Menjadi kebanggaan bagi Dendi bisa menyaksikan langsung di stadion. Karena itu bisa jadi bahan ceritanya pada teman-teman sebayanya. Sebab, di sekolah Dendi, paling hanya tiga anak yang bisa nribun (termasuk Dendi). Sisanya hanya menikmati cerita-cerita “dramatis” yang Dendi sampaikan.
Sejak lulus SMA, Dendi masih stay di Rembang, hingga sekarang. Dia bekerja apa saja di Rembang, berpindah-pindah.
Dia memang sudah tak pernah lagi masuk ke dalam stadion. Tapi kalau sedang melintas di stadion yang terletak di pusat kota itu, dia pasti teringat lagi masa-masa itu. Suasana yang sudah tidak dia dapati lagi dalam beberapa tahun terakhir, lantaran nasib PSIR yang tak jelas dan kondisi stadion yang makin buruk.
Janji-janji renovasi
Pada 2021, kala saya masih menjadi wartawan di Rembang, saya dan sejumlah teman wartawan sempat meminta penjelasan terkait nasib Stadion Krida dan PSIR. Saat itu kami menghadap ke Dinas Pendidikan, Pemuda, dan Olahraga (Dindikpora) Kabupaten Rembang.
Ada janji merenovasi stadion, sekaligus pernyataan komitmen untuk memikirkan nasib PSIR. Namun, empat tahun berlalu. Sementara kondisi Stadion Krida Rembang masih tetap tidak tersentuh.
Baru belakangan ini kembali muncul pernyataan “penuh harapan tersebut”. Kepala Bidang Olahraga (Dindikpora), Haryanto, mengatakan bahwa Pemkab Rembang sudah menyiapkan dana sebesar Rp200 juta untuk perbaikan.
“Perbaikan tidak hanya akan mencakup bagian atap tribun, tetapi juga membersihkan stadion dan memperbaiki tribun sebelah timur,” jelasnya Kamis (26/9/2024) dikutip dari Radar Kudus.
Targetnya, renovasi akan benar-benar beres maksimal pada Desember 2024, agar pada 2025 sudah siap digunakan sebagai kendang PSIR (lagi).
Menanti PSIR berlaga lagi
PSIR diproyeksikan akan mengikuti Liga 4, sebagai jenjang awal untuk merangkak ke kasta demi kasta Liga Indonesia.
“Orang lama” di PSIR, Hariyanto, ditunjuk menjadi pelatih kepala untuk klub berjuluk Laskar Dampo Awang tersebut. Nama Siswanto, mantan manajer PSIR 2011-2016, pun ikut ditarik kembali.

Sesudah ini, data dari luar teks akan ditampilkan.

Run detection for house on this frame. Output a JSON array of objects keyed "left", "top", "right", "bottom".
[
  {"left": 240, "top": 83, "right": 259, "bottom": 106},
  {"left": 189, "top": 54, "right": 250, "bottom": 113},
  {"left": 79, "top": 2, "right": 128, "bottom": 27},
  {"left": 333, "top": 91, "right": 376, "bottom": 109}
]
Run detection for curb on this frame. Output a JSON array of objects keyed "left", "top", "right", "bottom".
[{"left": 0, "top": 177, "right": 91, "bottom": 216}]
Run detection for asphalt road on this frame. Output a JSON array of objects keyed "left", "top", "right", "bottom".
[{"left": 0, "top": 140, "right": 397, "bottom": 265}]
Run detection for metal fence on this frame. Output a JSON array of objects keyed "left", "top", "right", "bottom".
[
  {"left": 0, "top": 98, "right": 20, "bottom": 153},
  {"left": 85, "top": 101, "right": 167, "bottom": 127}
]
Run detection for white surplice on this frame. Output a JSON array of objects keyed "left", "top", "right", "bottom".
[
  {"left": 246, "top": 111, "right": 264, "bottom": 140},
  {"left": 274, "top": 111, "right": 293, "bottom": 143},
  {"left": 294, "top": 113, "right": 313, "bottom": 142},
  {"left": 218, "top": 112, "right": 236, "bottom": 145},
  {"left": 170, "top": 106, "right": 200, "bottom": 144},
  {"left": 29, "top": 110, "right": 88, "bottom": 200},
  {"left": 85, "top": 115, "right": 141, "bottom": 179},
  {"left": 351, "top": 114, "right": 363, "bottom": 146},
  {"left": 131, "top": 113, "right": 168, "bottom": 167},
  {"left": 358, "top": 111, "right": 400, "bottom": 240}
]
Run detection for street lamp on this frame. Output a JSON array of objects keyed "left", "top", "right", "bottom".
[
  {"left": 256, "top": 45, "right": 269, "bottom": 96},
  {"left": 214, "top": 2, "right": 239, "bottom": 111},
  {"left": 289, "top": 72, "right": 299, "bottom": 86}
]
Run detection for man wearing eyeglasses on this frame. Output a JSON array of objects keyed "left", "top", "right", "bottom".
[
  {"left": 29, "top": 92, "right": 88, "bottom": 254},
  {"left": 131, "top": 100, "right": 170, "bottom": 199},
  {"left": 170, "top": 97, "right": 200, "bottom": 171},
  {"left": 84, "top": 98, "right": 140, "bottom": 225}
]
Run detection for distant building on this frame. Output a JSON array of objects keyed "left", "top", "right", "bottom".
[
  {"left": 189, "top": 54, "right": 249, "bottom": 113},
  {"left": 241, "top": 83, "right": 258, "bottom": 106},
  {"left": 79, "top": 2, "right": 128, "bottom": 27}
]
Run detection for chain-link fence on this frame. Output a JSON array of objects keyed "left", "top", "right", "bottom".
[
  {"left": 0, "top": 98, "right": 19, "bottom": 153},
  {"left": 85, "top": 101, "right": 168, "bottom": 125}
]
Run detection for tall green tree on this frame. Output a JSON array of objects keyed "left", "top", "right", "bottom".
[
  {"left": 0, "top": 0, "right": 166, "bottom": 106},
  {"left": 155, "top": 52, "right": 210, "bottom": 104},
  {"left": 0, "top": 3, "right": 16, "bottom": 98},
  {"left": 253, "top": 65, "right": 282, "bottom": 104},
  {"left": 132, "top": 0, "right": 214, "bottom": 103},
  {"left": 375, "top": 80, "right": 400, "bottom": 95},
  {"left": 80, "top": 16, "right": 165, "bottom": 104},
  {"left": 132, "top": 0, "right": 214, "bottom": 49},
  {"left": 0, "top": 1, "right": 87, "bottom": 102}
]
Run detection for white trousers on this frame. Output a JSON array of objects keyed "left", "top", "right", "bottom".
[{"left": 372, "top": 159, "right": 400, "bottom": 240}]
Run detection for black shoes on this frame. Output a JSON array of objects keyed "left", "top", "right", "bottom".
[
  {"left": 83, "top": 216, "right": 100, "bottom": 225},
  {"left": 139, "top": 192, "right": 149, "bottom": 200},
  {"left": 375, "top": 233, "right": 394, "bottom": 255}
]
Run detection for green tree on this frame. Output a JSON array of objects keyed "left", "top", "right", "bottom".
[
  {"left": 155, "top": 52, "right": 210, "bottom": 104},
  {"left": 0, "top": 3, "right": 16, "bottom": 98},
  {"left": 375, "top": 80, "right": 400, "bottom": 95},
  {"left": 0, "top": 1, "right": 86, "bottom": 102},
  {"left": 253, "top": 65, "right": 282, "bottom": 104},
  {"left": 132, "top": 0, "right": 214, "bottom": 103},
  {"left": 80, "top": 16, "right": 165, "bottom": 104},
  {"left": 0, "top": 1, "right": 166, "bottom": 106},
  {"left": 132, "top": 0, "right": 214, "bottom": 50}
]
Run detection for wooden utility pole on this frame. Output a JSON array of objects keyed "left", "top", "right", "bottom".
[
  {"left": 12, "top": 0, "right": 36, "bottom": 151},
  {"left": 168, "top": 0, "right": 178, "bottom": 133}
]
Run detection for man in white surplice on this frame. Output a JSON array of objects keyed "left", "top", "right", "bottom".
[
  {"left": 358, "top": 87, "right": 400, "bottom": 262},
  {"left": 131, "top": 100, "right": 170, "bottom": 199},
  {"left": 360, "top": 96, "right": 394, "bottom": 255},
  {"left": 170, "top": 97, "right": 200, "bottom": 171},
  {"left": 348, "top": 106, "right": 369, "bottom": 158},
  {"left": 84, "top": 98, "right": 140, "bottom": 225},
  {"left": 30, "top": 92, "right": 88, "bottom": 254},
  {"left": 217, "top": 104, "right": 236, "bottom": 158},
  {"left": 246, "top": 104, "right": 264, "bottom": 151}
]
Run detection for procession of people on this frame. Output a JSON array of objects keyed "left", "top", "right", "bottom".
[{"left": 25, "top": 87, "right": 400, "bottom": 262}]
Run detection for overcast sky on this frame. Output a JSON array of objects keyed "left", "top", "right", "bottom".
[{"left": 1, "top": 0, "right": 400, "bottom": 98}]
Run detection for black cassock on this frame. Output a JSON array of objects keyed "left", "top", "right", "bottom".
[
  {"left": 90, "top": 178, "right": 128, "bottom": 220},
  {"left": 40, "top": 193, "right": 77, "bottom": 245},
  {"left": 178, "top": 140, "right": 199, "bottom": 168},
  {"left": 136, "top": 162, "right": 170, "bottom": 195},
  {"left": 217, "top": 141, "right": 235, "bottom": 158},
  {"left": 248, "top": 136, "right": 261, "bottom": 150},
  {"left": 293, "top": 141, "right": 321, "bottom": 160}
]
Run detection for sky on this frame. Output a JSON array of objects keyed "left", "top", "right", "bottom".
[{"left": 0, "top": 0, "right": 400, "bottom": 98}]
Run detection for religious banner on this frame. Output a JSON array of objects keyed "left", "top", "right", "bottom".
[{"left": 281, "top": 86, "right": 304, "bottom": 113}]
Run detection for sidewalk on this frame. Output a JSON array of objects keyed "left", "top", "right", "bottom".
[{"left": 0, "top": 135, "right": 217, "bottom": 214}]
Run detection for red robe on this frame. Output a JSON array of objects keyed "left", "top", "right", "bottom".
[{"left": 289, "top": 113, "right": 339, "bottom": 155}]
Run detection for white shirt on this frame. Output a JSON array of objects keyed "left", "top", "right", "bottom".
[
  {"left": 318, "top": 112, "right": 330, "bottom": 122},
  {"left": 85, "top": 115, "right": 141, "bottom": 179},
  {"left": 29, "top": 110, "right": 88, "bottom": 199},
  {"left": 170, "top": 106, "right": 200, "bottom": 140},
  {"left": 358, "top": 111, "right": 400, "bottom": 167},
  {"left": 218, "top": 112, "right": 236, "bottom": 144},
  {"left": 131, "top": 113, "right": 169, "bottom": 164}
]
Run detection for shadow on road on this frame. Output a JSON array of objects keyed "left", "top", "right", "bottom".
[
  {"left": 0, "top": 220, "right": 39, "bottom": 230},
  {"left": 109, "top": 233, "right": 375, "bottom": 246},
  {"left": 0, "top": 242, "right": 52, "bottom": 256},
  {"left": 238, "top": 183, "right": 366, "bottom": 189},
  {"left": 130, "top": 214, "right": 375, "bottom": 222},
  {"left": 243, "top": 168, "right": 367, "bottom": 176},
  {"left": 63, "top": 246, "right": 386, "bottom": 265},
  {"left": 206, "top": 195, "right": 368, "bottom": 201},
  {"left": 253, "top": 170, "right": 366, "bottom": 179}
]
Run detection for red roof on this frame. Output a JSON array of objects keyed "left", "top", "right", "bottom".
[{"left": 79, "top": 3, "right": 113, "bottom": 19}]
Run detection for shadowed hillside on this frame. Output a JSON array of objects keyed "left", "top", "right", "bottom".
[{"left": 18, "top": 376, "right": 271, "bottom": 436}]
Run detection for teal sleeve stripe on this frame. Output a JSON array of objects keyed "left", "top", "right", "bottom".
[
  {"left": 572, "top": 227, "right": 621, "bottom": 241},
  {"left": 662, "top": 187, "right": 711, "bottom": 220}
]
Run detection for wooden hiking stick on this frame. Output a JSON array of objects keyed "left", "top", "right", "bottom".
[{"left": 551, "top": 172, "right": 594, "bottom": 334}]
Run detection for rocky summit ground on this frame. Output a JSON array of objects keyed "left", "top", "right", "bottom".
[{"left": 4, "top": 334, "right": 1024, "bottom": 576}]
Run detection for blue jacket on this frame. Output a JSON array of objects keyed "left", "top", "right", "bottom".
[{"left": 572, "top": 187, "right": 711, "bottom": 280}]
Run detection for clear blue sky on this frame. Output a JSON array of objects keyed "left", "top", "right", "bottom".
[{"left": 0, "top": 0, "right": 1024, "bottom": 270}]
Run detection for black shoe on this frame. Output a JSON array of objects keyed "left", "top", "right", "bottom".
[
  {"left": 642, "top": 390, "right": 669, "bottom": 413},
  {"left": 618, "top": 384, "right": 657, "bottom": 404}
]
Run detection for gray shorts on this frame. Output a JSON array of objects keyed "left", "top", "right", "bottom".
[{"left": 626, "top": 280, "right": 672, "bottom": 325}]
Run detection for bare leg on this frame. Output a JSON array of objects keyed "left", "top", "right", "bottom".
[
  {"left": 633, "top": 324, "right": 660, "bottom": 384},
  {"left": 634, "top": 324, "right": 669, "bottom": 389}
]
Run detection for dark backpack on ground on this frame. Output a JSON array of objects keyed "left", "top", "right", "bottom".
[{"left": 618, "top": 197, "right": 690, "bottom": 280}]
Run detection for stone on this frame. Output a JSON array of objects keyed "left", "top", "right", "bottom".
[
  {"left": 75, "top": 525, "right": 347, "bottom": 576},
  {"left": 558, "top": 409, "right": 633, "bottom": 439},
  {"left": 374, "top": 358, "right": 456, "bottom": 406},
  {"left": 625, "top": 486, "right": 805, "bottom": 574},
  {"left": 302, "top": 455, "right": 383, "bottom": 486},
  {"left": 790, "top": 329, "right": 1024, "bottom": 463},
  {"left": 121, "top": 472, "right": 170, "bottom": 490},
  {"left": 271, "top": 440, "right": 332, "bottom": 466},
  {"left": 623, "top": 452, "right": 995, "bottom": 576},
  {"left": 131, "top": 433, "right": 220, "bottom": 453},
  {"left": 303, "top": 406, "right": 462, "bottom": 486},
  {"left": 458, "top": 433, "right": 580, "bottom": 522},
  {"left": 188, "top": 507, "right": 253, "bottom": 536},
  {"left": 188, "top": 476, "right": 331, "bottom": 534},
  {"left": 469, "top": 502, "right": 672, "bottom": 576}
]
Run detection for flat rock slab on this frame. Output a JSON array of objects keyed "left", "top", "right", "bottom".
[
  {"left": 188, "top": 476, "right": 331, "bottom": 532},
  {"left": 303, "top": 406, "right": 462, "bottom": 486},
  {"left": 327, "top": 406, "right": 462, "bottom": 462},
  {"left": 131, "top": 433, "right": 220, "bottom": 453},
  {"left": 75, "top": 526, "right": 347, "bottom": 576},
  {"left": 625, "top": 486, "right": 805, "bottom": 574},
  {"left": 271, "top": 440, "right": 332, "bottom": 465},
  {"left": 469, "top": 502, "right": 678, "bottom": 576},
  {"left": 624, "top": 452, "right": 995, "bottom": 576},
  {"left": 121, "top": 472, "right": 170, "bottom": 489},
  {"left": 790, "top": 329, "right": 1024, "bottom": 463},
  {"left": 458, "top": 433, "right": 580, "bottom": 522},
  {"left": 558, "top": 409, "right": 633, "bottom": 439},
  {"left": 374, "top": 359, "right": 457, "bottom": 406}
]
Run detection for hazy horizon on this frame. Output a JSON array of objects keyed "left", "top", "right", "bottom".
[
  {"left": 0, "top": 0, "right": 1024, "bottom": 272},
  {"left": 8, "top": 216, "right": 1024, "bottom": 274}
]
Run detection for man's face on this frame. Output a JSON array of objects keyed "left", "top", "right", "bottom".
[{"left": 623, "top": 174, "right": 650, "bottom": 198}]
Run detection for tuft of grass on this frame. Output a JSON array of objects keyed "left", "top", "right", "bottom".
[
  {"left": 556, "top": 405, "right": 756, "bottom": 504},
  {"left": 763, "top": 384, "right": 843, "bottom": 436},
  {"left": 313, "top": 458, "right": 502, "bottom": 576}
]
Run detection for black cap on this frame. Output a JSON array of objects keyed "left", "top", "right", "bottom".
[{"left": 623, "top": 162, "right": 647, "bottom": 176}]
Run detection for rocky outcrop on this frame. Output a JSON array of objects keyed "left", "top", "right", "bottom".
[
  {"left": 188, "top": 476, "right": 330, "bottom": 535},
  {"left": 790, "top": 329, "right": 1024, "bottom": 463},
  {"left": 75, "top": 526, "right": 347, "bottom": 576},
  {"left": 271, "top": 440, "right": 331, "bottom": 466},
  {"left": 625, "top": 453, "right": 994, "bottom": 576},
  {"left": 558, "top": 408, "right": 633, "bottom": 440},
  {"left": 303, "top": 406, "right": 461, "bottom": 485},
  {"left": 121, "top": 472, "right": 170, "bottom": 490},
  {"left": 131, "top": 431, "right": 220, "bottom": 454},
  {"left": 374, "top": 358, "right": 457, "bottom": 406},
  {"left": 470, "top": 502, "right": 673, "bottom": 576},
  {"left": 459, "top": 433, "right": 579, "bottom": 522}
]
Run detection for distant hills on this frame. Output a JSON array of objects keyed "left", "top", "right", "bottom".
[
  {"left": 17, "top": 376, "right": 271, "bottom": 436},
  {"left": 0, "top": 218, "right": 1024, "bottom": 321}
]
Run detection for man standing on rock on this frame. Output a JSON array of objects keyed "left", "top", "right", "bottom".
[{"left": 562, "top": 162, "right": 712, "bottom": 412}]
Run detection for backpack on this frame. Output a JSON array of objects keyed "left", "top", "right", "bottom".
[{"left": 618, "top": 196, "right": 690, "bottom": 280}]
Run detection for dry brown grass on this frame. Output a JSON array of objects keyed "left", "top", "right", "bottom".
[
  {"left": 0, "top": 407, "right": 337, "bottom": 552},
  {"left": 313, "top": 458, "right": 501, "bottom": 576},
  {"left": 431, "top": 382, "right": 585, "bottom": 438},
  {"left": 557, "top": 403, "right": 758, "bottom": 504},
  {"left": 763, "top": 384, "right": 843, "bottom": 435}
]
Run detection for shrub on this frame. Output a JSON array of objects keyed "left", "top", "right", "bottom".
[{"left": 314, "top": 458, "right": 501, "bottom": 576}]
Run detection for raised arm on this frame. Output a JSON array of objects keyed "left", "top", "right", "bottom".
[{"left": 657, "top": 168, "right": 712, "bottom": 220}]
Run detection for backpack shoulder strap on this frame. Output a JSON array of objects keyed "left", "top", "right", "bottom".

PSIR sudah lama hiatus. Tidak memiliki pemain. Alhasil, Hariyanto pun menggelar seleksi pemain-pemain lokal di sisa Desember ini, meliputi gabungan pemain senior dan pemain muda (U-23). Meski ada juga pemain-pemain lama seperti Rudi Santoso, Koko Hartanto, Zaenal Arifin “Ceng”, Efendi “Bendot”, Edi Santoso serta Yoni Ustaf Bukhori.
“Persiapan tim terlambat, jadi ada sejumlah pemain lokal Rembang yang sudah terlanjur bergabung dengan tim lain, seperti Kuningan Jawa Barat, Batang dan Kendal Jawa Tengah,” terangnya pada wartawan pada Minggu (22/12/2024).
“Sebenarnya juga ngincar empat pemain luar daerah. Tapi karena Rembang persiapannya mepet jadi keduluan direkrut sama tim lain,” imbuhnya.
Liga 4 memang liga amatir. Kasta terbawah. Namun, orang-orang seperti Anwar dan Dendi, berharap sepakbola Rembang bisa bergeliat lagi. Renovasi Stadion Krida dan “lahirnya” kembali mereka harap menjadi awal.
Kata mereka, Rembang punya banyak anak-anak muda yang tak sekadar menggilai bola, tapi juga berbakat. Mereka perlu wadah untuk mengasahnya. Mereka, barangkali, juga memiliki mimpi untuk bisa merumput di Stadion Krida dan syukur-syukur kelak bisa merumput bersama Timnas Indonesia di Stadion Utama Gelora Bung Karno (SUGBK).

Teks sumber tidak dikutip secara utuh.